American Congregationalism: A Brief Historical Primer
- Origins
- The Puritan Heritage
- Denominational Growth and Westward Expansion
- Theological Change
- Mergers and Divisions
- Contribution
The American Congregational tradition has taken on different meanings over time, but it has always rested on one fundamental principle, that God's voice is most clearly heard when ordinary individual Christians join together under mutual covenant.
Origins
Congregationalism originated in sixteenth-century England,
within the Calvinist wing of the Protestant Reformation. The commitment
of these Puritan believers to simple worship in local "gathered"
assemblies put them both politically and theologically at odds with England's
hierarchical, state-sponsored Anglican Church, and, in the face of persecution,
led to their departure to North America in the early seventeenth century.
Leaving was complicated. The Pilgrims who first arrived in Plymouth, Massachusetts,
in 1620 were a small group of radical Separatists who had fled England
for the Netherlands in 1608. Their settlement was small, economically
beleaguered, and did not prosper in the long term. A much larger group
of Puritans came to Massachusetts Bay in the 1630s and 1640s. Like their
predecessors in Plymouth, they had also insisted on local church government,
unadorned worship, and covenants between "visible saints."

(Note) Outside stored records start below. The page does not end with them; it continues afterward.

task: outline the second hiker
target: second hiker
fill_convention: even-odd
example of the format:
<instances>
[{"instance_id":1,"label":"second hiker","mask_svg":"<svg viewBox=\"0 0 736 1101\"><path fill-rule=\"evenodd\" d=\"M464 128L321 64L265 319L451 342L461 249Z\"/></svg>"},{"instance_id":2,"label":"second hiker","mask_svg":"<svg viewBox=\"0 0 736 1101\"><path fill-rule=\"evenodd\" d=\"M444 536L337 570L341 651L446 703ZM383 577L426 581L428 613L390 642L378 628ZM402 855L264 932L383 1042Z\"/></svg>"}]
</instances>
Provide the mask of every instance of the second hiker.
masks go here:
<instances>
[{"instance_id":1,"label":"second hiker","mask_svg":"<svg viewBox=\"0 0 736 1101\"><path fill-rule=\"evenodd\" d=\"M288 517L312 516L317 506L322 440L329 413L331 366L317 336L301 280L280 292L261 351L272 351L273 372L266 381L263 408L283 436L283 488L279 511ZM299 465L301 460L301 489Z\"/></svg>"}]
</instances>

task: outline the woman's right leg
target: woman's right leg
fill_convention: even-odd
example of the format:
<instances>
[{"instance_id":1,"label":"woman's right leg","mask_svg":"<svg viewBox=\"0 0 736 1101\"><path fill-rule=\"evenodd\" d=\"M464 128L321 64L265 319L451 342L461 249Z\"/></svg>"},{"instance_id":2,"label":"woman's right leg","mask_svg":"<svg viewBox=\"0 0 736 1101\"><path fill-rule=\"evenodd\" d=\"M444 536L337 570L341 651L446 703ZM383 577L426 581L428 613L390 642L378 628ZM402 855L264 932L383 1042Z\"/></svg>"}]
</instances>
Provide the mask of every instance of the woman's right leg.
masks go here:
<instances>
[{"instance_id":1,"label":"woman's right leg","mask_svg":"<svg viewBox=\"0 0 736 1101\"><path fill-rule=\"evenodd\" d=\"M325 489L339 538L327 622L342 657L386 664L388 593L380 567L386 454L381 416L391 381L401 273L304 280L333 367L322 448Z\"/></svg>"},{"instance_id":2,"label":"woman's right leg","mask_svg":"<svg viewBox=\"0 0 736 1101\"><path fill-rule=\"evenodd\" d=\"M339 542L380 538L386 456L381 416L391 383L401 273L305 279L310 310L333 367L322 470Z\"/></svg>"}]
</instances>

But they strongly resisted the logic of separation from the Anglican Church,
believing that they could purify it from within. Under Archbishop William
Laud, however, prospects for change grew dim and, also in the face of
growing economic duress, thousands of nonseparating Puritans departed
to North America. Despite the change of geographic scene, they did not
abandon their goal of reforming the English church. New England was to
be a "city on a hill,"a thoroughly Christian commonwealth
and a godly example to all the world.
The Puritan Heritage
New England's Puritans were not the
dour, witch-hunting kill-joys that have often populated American myth
and legend. They were in many ways typical Elizabethan English men and
women who enjoyed good ale and good company, and who also held their religious
beliefs with deep personal conviction. Early on they flourished in New
England, buoyed by the conviction that they were God's chosen people,
with a central role in the unfolding of divine history. Indeed, when smallpox
epidemics decimated the local Native American population, Puritan settlers
accepted the tragedy as an affirmation of God's providential care
for their fledgling communities.
Contrary to the popular notion that these settlements were theocratic—that
is ruled by the clergy—the original Puritans set aside separate
realms of activity for church and state, though insisting that the two
always worked cooperatively. Following the model set by Calvin's
Geneva, the Massachusetts General Court enforced uniformity of belief
and the obligations of church membership on all the colony's inhabitants,
regardless whether or not they personally held to Puritan doctrines. Religious
dissent was, in effect, illegal. The other popular conception, that Puritan
New England was an early experiment in democracy, is not strictly true
either. Though all church members were automatically voting members of
their congregations and in the larger commonwealth, the privilege did
not extend to women or to religious dissenters, who were still required
to pay taxes for church support. Put simply, New England Puritans were
not interested in providing religious liberty for all; their primary goal
was to establish and maintain close-knit covenanted communities of believers.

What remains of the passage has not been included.